Méditation Père François Lestang

« Qui se ressemble s’assemble », nous dit la sagesse populaire. C’est bien ce que les pharisiens de notre évangile paraissent penser. Si Jésus laisse s’assoir à sa table des personnes dont le comportement est répréhensible, aux yeux des hommes ou aux yeux de Dieu, c’est probablement que lui aussi, au fond, n’est pas si remarquable qu’il le paraît. Après tout, comme l’écrit à la communauté de Corinthe un pharisien appelé Paul, « les mauvaises compagnies corrompent les mœurs ». Donc, si l’on veut marcher selon les voies de Dieu, il convient de se séparer de ces gens-là.
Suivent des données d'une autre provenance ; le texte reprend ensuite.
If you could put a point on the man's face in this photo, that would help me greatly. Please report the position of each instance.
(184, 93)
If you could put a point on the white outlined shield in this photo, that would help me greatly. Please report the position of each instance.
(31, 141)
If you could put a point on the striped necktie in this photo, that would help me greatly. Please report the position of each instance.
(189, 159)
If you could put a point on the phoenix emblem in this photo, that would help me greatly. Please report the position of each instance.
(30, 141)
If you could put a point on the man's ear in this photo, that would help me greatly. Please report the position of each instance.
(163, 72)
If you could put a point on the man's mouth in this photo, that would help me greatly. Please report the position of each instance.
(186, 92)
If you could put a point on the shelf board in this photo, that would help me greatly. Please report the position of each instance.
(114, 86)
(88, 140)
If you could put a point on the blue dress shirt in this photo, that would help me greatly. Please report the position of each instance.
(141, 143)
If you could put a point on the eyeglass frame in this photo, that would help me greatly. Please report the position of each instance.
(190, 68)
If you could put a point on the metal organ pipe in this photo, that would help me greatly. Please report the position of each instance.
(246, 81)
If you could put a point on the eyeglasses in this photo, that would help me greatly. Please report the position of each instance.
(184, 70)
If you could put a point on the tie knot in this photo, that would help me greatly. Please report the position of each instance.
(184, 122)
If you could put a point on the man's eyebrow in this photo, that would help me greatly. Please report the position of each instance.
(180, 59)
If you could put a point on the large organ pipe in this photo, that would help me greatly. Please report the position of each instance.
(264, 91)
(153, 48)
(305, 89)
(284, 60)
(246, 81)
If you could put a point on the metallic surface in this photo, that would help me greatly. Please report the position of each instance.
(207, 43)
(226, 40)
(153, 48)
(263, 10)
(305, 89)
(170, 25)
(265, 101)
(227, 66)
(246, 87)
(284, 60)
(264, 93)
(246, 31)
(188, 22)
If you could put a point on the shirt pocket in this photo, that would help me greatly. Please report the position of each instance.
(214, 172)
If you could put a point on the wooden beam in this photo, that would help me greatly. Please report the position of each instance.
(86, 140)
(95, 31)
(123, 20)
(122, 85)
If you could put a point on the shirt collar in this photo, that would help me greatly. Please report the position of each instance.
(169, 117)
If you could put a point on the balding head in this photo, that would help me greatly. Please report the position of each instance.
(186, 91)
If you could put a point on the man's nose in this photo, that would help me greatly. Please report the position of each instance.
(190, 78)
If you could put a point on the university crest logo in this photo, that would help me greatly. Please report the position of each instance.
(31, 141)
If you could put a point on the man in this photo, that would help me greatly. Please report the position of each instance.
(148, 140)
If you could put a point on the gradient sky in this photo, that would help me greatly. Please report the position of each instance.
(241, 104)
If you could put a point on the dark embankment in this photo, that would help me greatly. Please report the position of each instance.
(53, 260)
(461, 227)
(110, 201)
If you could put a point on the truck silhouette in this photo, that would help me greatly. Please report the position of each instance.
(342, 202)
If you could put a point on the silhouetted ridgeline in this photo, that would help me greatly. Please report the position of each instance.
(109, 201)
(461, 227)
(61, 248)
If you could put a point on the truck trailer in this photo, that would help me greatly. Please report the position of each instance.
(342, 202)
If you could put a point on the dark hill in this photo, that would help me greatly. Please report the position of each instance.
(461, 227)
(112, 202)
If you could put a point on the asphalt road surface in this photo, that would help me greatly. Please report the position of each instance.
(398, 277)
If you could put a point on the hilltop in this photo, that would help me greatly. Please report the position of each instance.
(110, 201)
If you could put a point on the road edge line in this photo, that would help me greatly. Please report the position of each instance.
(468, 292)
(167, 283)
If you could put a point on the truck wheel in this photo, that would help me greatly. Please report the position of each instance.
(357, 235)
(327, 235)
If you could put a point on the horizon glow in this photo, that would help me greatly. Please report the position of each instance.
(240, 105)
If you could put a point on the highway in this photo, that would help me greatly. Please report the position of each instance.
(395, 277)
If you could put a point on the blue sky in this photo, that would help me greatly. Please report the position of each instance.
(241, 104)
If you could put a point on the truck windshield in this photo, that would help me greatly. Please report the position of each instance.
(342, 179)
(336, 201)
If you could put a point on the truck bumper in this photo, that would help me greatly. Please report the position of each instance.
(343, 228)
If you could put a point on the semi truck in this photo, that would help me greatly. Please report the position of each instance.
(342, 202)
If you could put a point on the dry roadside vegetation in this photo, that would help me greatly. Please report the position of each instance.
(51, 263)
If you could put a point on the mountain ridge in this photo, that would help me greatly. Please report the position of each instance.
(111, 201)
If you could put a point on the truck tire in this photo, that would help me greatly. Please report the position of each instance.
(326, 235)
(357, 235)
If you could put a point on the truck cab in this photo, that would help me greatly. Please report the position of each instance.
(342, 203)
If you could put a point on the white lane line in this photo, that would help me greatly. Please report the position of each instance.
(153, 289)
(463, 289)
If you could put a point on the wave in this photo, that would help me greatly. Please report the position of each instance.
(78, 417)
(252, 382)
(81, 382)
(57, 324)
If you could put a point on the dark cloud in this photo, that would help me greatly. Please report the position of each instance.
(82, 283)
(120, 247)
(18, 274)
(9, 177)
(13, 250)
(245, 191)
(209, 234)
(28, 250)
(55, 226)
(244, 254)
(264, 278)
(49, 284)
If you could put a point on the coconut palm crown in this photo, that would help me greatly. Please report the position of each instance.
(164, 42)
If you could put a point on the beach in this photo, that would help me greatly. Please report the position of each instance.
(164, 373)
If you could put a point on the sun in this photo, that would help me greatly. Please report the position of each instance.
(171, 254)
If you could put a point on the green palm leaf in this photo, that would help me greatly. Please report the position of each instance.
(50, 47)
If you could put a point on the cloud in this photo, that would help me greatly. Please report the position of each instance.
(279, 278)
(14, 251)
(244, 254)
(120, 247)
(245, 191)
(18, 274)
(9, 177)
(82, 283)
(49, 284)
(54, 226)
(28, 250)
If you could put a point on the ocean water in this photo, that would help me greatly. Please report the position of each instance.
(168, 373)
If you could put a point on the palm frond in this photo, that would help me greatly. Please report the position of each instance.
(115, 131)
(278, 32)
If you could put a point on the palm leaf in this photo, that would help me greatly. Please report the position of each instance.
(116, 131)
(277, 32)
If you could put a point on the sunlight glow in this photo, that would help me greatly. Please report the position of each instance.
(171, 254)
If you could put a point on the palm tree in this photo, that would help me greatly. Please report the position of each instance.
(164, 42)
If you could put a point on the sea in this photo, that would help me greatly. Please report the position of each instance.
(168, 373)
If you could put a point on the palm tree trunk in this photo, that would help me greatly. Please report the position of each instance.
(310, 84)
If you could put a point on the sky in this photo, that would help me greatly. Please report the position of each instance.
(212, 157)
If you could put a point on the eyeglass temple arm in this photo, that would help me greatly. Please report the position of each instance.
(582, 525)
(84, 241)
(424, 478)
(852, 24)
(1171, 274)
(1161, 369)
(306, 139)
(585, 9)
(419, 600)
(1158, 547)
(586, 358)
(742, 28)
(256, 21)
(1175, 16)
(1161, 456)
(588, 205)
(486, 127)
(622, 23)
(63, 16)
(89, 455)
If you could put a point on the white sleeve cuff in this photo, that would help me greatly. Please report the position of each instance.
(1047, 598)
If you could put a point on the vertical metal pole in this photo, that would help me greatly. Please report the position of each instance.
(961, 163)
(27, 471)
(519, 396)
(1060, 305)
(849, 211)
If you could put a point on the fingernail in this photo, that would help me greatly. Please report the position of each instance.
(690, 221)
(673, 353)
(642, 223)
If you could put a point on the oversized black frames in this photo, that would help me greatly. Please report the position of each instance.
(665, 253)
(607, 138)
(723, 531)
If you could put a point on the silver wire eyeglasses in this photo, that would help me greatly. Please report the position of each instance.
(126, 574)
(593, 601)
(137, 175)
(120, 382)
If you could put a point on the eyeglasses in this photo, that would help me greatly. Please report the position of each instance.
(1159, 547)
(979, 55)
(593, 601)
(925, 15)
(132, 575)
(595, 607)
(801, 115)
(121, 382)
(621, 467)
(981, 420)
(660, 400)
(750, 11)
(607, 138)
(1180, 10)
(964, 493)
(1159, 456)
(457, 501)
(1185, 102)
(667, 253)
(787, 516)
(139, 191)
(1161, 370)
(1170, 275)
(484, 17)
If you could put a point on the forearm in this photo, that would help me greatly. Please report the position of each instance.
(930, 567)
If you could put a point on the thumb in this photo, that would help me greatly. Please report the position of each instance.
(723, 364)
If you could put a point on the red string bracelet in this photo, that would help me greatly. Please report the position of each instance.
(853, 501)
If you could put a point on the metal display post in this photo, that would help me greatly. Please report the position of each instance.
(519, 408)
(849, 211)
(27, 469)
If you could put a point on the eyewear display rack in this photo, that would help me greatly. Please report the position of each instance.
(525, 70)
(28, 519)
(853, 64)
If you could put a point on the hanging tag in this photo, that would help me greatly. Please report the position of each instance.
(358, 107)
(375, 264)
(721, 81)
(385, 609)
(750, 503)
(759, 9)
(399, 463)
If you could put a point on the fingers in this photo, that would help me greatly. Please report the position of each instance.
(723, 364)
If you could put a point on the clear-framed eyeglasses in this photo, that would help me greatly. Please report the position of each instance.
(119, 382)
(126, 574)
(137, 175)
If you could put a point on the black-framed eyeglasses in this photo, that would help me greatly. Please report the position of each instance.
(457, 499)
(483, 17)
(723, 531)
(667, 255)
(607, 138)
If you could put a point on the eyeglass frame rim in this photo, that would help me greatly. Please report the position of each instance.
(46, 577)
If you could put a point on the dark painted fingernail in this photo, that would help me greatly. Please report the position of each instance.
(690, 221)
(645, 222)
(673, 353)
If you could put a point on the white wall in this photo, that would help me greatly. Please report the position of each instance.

Sauf que, pour Jésus, la logique est à l’inverse : il ne s’agit pas de se séparer, de se protéger, d’avoir peur, mais tout au contraire de rassembler, de s’exposer, de faire confiance à l’œuvre de vie que le Père lui a confiée. Cette œuvre, elle porte le beau nom de miséricorde, de cette faveur imméritée qui manifeste à quel point Dieu est bon, à quel point il ne se résigne pas au malheur des hommes, à leurs maladies, corporelles ou spirituelles.

Par deux fois dans l’évangile de saint Matthieu, Jésus citera ce verset du prophète Osée : « c’est la miséricorde que je veux et non pas les sacrifices », et cela rappelle une des béatitudes : « Heureux les miséricordieux, car ils obtiendront miséricorde ». Celles et ceux qui sont enfants du Père, comme Jésus, sont appelés à croire que la vie est plus forte que la mort, que la miséricorde est plus importante que le sacrifice, que nulle personne n’est hors-limite quand il s’agit de l’amour de Dieu.

Seigneur, tu sais que bien des fois je suis plus du côté des pharisiens que du côté de tes disciples, que je préfère la séparation et le jugement à la rencontre et à la miséricorde. Je t’en prie, convertis mon cœur et donne-moi, aujourd’hui, de rencontrer ces exclus que tu as déjà visités, et par lesquels tu veux me parler de ton amour.